In 1968, the United States Army Corps of Engineers finished constructing the seventy-six-mile Mississippi River-Gulf Outlet (MR-GO) navigational channel. Congress authorized the Army Corps of Engineers to begin construction to create a shipping route between New Orleans and the Gulf of Mexico. However, the MRGO also caused significant erosion and other environmental detriments that greatly increased the risk of flooding around its vicinity. The Army Corps of Engineers learned about many of these detriments and risks through numerous studies it conducted between 1998 and 2005, but never fully addressed them.
Hurricane Katrina eventually showcased the MR-GO’s defects in violent fashion. The MR-GO severely worsened Hurricane Katrina’s effects and Louisiana landowners resultingly incurred catastrophic flood damages. To make matters worse, many injured landowners who sought compensation from the federal government for its construction of and failure to maintain the MR-GO instead experienced protracted and ultimately unsuccessful litigation.
Unfortunately, an array of other powerful hurricanes and tropical storms in recent years have also brought devastation and repeatedly sounded the alarm on an uncomfortable scientific truth: sea levels are rising and causing substantial flooding. Though the federal government has attempted lofty infrastructure projects to address rising sea levels throughout the years, many of these projects have suffered from mismanagement and a dearth of basic maintenance. Indeed, some projects originally built to prevent flooding have instead intensified it. When an infrastructure project actually causes more severe flood damages than would have occurred without its construction, how might an affected property owner win compensation from the federal government?
A property owner who sues the federal government in tort will almost certainly fail, considering that one cannot sue the federal government unless the federal government consents to being sued. With this in mind, some litigants have instead alleged that government- induced flooding amounts to a taking compensable under the Fifth Amendment. Variations of this recovery method’s theoretical underpinnings have received much scholastic attention in recent years. Nonetheless, in Arkansas Game & Fish Commission v. United States, the Supreme Court asserted that due to “the nearly infinite variety of ways in which government actions or regulations can affect property interests,” lower courts may not categorically dismiss such claims via bright-line rules. Instead, courts must apply fact-intensive inquiries.

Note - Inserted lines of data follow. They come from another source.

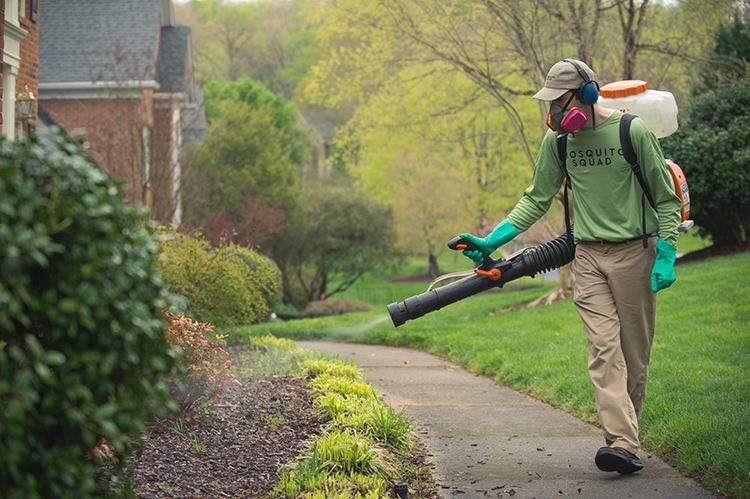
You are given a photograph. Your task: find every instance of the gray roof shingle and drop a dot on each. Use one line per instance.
(172, 66)
(99, 40)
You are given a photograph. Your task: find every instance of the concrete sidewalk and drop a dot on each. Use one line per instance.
(486, 440)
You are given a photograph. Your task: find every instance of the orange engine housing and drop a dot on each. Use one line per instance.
(679, 182)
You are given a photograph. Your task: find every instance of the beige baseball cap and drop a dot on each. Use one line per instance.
(563, 76)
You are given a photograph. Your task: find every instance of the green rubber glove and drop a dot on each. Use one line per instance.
(662, 274)
(501, 234)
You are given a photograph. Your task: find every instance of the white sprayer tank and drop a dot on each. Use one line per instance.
(655, 107)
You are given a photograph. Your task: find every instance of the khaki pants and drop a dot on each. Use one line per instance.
(614, 299)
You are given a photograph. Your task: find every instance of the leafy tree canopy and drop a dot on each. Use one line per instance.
(713, 147)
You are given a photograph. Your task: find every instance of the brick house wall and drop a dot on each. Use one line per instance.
(114, 130)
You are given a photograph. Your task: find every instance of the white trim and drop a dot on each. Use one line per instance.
(82, 90)
(15, 30)
(11, 12)
(101, 94)
(176, 167)
(96, 85)
(9, 101)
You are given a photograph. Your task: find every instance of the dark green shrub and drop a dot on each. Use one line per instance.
(335, 307)
(83, 356)
(713, 148)
(218, 285)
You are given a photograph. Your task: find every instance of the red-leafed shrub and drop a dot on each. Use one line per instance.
(203, 365)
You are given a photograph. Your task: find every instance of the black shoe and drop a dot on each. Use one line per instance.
(617, 459)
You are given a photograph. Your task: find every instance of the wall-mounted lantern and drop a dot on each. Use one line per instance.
(25, 102)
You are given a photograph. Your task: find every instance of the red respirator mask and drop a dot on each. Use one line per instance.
(562, 120)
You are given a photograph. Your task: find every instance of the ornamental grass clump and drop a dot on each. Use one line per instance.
(83, 356)
(326, 383)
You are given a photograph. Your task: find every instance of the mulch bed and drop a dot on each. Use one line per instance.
(235, 448)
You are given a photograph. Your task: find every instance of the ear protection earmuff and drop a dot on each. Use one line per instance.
(588, 92)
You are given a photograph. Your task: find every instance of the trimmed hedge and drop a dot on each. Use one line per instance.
(225, 286)
(83, 356)
(265, 273)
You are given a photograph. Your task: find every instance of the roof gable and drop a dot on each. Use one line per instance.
(173, 70)
(98, 41)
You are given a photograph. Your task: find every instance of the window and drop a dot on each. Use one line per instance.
(9, 101)
(145, 155)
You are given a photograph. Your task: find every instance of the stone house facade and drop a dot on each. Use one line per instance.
(119, 74)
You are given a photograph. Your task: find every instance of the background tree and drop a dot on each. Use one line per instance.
(254, 150)
(332, 240)
(713, 142)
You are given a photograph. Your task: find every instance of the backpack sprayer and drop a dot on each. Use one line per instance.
(658, 109)
(491, 274)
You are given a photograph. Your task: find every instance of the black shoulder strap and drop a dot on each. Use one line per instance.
(629, 153)
(562, 156)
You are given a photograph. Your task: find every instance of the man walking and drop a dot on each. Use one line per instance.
(625, 250)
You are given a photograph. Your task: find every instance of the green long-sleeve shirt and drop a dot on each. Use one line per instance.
(606, 193)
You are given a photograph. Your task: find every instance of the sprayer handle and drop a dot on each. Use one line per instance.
(459, 243)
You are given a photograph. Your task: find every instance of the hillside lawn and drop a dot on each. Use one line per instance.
(697, 411)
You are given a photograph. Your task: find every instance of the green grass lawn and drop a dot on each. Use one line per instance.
(697, 411)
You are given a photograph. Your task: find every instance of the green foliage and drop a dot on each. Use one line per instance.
(218, 285)
(316, 367)
(242, 153)
(329, 383)
(699, 364)
(255, 97)
(202, 364)
(265, 273)
(267, 40)
(83, 356)
(335, 307)
(713, 148)
(337, 235)
(364, 442)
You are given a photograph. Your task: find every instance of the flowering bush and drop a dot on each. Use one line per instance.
(83, 358)
(203, 365)
(219, 286)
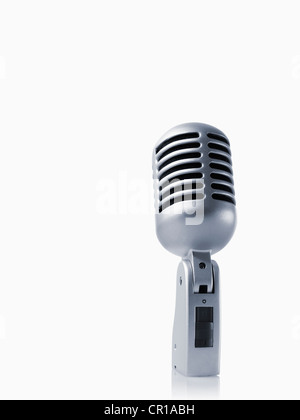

Arkansas Game’s proscription against categorical dismissals means that litigants will likely continue to raise takings claims that arise from government-induced flooding. One essential element of these claims is causation. Causation can be especially difficult to calculate because the federal government has already completed a myriad of infrastructure developments and continues to undertake ambitious projects. Given that one project’s beneficial aspects might offset another project’s detrimental effects, how can a court best determine whether the federal government sufficiently caused a litigant’s property damages?
This Note contends that federal courts adjudicating takings claims that arise from government-induced flooding should employ a fact-specific causation inquiry that weighs certain factors to decide “whether the totality of the government’s actions caused the injury.” To this end, this Note suggests that courts weigh (1) additional “risk-increasing and risk-decreasing government actions,” (2) their relation to the primary infrastructure project that allegedly induced flooding, and (3) the time that has elapsed between each additional project’s construction.
To help explain why litigants bring such takings claims in the first place, Part I briefly reviews governmental tort immunity and Takings Clause jurisprudence. Part II reviews the Supreme Court’s 2012 Arkansas Game decision and the arguments it rejected. Part II concludes that litigants will continue to bring forth such claims due to the Supreme Court’s refusal to draw bright-line rules. Part III reviews the St. Bernard Parish Government v. United States litigation and the divergent causation approaches taken by the Court of Federal Claims and the Federal Circuit. Part IV first analyzes important policy implications that should underlie a causation calculus. Next, it looks to prior federal court decisions for guidance. Part IV then suggests a causation framework that gives courts flexibility to avoid unjust results and incentivizes the federal government to proactively combat global warming’s malicious effects. Part V addresses possible counterarguments and looks to some recent scholarship concerning the theoretical viability of similar recovery theories.